Österreich und Ungarn entledigten sich des Problems: Nachdem die beiden Länder die Grenze nach Slowenien beziehungsweise Serbien schlossen, gingen die Anträge zwischen dem ersten und dritten Quartal 2016 um jeweils rund 40 Prozent zurück. In den Nachbarländern stiegen die – bis dahin extrem niedrigen – Zahlen danach an: In Bulgarien um 57 Prozent, in Rumänien um 107 Prozent, in Kroatien gar um 172 Prozent.
In Südeuropa machten sich die Verfahrensänderungen bemerkbar, die die EU hier durchgesetzt hat. Dazu gehört vor allem die Einrichtung der „Hotspots“ genannten Registrierungszentren, in die alle Ankommenden zur biometrischen Registrierung gebracht werden, sowie die Internierung der Flüchtlinge auf den Ägäis-Inseln.
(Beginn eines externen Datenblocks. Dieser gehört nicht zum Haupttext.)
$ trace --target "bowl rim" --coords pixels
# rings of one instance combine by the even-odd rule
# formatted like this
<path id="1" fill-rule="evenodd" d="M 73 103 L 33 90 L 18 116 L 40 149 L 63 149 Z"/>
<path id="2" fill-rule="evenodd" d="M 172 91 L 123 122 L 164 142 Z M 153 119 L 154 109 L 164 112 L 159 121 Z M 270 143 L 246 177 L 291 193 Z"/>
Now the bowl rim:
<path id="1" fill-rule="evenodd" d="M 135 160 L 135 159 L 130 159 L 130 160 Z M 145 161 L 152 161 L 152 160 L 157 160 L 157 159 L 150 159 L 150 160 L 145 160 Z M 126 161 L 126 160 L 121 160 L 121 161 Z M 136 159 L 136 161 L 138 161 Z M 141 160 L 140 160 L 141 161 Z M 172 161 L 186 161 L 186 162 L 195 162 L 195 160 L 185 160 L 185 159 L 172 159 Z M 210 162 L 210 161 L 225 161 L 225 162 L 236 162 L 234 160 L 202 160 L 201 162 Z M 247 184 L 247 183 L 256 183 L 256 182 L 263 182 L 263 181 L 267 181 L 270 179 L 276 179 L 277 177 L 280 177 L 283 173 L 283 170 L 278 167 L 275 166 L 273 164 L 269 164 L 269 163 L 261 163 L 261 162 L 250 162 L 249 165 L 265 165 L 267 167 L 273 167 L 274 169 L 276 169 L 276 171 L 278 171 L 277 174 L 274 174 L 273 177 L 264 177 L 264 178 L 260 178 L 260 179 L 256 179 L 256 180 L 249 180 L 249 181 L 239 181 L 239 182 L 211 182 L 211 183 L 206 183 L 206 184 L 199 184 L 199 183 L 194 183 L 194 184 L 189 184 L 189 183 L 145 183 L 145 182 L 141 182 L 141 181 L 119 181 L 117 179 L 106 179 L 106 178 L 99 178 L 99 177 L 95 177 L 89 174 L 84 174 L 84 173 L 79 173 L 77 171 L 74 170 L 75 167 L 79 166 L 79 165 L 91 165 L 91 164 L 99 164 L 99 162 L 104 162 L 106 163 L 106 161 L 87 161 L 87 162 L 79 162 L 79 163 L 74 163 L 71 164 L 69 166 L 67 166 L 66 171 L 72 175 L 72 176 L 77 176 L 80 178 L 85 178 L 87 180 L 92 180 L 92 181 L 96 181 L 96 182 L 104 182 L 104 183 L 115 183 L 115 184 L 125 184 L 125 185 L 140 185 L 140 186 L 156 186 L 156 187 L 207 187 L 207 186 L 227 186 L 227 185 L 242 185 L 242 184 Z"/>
Dies hat offenbar die Zahl jener Flüchtlinge gesenkt, die versuchen, die Dublin-Regelung zu umgehen, und vor einer aussichtslosen Antragstellung in Griechenland in andere EU-Staaten weiterziehen.
So stieg die Zahl der Anträge in Griechenland zwischen dem ersten und dritten Quartal 2016 um 139 Prozent. Auch in Italien richtete die EU Hotspots ein, dazu kam ein starker Anstieg der Flüchtlingszahlen im zentralen Mittelmeer. Hier stieg die Zahl der Asylanträge um etwas mehr als die Hälfte, bis September waren es 83.940, Platz zwei hinter Deutschland.
Hierzulande sind die hohen Zahlen dadurch zu erklären, dass sehr viele Flüchtlinge, die 2015 ankamen, lange warten mussten, um beim überlasteten Bamf ihren Asylantrag abzugeben. Dies führte zu der vermeintlich paradoxen Situation, dass die Zahl der neu in Deutschland ankommenden Flüchtlinge stark zurückgeht, die der Asylanträge aber steigt.
Bis Ende November kamen nach Schätzungen der Bundespolizei rund 200.000 Menschen. Im November gab es wegen Schutzsuchenden aus der Türkei erstmals wieder einen leichten Anstieg. Nachdem zuvor monatlich rund 15.000 Ankommende gezählt wurden, waren es im November rund 17.000.